The system also includes a behavioral tracking journal for parents and a letter generator “so that you can get it right the first time when you’re requesting an evaluation from the school or an independent evaluation of the school, or requesting a team meeting to address an issue,” says Goldberg.
Bright Horizons is currently piloting the program with a handful of companies, says CEO David Lissy. It’s included in the company’s core offerings but employers can also customize the program to include in-person education onsite and/or live webinars.
And apart from helping employers with productivity issues, Goldberg says myEdGPS offers the opportunity for tangible savings on health care expenses.
“What most people don't know -- including parents, administrators, and especially employers -- is that the knee-jerk reaction is to go to the medical plan if you suspect something's going on with your child, without any knowledge that you can actually get some of these same exact services from a school,” he explains. “That's a federally mandated system. The two systems [health care and education] really don't talk to each other that well. What we're doing is we're helping empower these parents to be able to understand what their rights are and how to go about it, step by step, finding the right help in the right ways through schools.”

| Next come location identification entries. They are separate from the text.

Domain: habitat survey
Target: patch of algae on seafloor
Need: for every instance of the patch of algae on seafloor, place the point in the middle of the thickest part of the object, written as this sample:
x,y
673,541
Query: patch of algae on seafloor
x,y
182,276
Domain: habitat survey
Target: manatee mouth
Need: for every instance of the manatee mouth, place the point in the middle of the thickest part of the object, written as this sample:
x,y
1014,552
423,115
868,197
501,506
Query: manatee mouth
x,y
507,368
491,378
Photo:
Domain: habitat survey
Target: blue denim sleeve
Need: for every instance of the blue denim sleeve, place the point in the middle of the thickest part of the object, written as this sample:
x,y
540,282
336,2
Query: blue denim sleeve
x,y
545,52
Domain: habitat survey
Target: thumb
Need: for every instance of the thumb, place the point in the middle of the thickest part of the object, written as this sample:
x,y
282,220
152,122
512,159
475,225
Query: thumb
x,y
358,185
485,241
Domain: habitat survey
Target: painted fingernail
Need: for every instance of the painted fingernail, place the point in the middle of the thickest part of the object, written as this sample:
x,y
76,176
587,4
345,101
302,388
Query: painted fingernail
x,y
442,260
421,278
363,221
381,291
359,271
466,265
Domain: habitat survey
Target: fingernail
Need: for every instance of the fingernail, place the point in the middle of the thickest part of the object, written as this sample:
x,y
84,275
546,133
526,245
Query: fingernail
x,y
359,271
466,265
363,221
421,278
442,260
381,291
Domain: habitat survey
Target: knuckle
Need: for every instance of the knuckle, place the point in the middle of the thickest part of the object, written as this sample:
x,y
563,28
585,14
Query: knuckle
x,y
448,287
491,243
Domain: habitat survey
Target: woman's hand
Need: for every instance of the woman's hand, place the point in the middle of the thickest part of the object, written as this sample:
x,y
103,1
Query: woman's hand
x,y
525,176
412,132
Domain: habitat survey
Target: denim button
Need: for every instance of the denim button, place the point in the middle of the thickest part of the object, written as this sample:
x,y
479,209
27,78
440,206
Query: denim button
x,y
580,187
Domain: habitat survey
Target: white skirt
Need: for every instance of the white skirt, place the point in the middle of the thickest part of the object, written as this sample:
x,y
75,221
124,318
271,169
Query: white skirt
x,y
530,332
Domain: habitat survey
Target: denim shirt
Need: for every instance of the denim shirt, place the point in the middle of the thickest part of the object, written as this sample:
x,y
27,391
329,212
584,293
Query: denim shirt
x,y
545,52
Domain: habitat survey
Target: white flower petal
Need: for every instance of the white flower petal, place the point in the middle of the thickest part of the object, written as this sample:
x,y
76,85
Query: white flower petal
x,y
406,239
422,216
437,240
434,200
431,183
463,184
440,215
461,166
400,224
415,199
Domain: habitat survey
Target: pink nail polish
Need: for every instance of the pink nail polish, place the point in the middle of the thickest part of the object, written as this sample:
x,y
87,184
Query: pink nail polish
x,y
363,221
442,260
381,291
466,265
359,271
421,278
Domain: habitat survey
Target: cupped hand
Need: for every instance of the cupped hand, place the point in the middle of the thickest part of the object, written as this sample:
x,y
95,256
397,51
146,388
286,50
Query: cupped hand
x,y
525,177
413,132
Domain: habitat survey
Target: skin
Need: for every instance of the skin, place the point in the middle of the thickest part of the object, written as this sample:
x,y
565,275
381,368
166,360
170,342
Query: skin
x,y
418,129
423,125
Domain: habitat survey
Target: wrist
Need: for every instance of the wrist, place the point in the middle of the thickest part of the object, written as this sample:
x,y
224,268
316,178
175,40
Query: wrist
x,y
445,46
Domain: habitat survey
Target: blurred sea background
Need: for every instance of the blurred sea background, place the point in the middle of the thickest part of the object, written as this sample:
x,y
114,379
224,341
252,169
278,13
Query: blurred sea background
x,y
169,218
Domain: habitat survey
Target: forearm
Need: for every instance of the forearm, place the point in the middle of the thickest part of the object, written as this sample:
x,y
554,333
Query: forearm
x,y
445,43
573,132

For example, an employee has a five-year-old child who may not be hitting certain developmental milestones. The parent’s first instinct is to take the child to the pediatrician, who then refers the child to a series of specialists. Each visit requires the parent to take time off work, the medical plan incurs costs and the employee may have co-pays to deal with.
“The reality is, at the very beginning you should also be requesting an evaluation through school, because it's free if you ask for it in the right way,” says Goldberg, adding that there’s a whole host of related services, including speech language therapy and some behavioral therapies, that are within the legal construct of the Individuals with Disabilities Education Act.
“All of this fundamentally is supposed to be free and in very many cases overlap with those medical services,” he says.
For Joanne Burke, who researched all of daughter Gabby’s educational and therapeutic needs herself, a service like myEdGPS would have been invaluable. “If I had access to a resource like this it would free up valuable time to address other issues,” she says. “The law is complex and learning how it affects our daughter as well as learning about accommodations and assistive technology is constantly in the back if my mind.”